Privacy Policy

This Privacy Policy describes how the organisers of the Africa Energy Technology Conference (“AETC”, “ we”, “us”, “our”) collect, use, disclose, store, and protect personal data when you use our website at aetconference.com, related subdomains, registration and attendee flows, and our official attendee mobile application (the “AETC Attendees” app, together with the website, the “Services”).

We are committed to respecting privacy rights under the EU General Data Protection Regulation (“GDPR”) where it applies, the Ghana Data Protection Act, 2012 (Act 843) as amended and related regulations where applicable, and other relevant laws. This Policy explains what data we process, why and on what legal bases, who we share it with, how long we keep it, and what choices and rights you have.

For cookie and similar-technology details, see our Cookie Policy. For contractual terms governing use of the Services, see our Terms of Use.

The data controller responsible for personal data processed for AETC is the conference organising team identified on this website and in registration communications. For all privacy-related requests (including rights requests under Section 12), contact us at:

Where GDPR applies and we are required to designate an EU representative or document further statutory contacts, we will publish updated details on this page.

This Policy applies to:

• Visitors and registered users of our website and related web applications;
• Attendees, prospective attendees, sponsors, exhibitors, speakers, media applicants, and other persons who submit forms or correspond with us;
• Users of the AETC Attendees mobile app who authenticate, purchase tickets, complete attendee profiles, access QR codes, use interactive features (for example live hub, photo wall, conference feedback, social cover generator), or otherwise interact with Services backed by our infrastructure.

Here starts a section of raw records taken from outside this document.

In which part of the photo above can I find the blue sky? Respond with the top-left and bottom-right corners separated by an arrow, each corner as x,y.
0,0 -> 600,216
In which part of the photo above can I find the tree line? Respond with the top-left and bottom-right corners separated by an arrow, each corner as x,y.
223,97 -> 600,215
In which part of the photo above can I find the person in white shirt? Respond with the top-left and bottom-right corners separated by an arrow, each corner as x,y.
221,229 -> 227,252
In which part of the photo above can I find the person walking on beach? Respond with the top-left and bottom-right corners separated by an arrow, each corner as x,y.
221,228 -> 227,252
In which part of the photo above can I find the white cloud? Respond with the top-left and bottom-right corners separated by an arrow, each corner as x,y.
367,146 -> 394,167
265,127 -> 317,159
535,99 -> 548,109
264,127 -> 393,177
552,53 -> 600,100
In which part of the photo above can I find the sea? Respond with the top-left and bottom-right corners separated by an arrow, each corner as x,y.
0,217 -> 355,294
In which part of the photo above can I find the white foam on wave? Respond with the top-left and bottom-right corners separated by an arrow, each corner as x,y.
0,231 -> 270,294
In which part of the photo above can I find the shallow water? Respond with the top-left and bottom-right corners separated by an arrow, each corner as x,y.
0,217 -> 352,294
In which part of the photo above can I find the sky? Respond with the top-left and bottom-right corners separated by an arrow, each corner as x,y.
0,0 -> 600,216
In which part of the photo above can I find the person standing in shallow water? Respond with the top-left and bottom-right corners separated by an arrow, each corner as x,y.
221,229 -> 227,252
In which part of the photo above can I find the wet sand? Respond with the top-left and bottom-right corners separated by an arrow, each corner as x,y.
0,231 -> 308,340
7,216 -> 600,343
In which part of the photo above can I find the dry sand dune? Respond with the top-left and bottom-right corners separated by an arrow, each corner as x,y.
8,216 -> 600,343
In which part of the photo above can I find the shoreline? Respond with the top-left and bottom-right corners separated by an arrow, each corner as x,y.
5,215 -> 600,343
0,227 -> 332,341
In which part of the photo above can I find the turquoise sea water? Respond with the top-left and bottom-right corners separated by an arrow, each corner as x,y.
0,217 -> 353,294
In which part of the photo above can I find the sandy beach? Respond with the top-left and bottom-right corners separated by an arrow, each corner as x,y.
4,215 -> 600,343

Our Services may contain links to third-party sites or payment flows (for example Paystack checkout). Those providers process personal data under their own policies when you leave our controlled environment or interact with their widgets.

Depending on how you use the Services, we may process:

• Identity & contact data

  Name, email address, telephone number, organisation, job title, country, billing address where provided.

• Registration & attendee data

  Conference registration details, ticket type, attendance preferences, dietary requirements, accessibility needs, areas of interest, emergency contact if collected, and similar fields you voluntarily submit.

• Special categories of personal data (where applicable)

  Some registration fields (for example dietary restrictions tied to health or accessibility requirements) may reveal health or similar sensitive information. We process such information only where necessary for the event you registered for and/or where you have provided explicit consent, and we limit access to authorised staff and processors.

• Account & authentication data

  Supabase-backed authentication identifiers, session tokens, OTP logs metadata (timestamps, delivery channel), password reset tokens where applicable, and profile identifiers linking your account to orders and attendee records.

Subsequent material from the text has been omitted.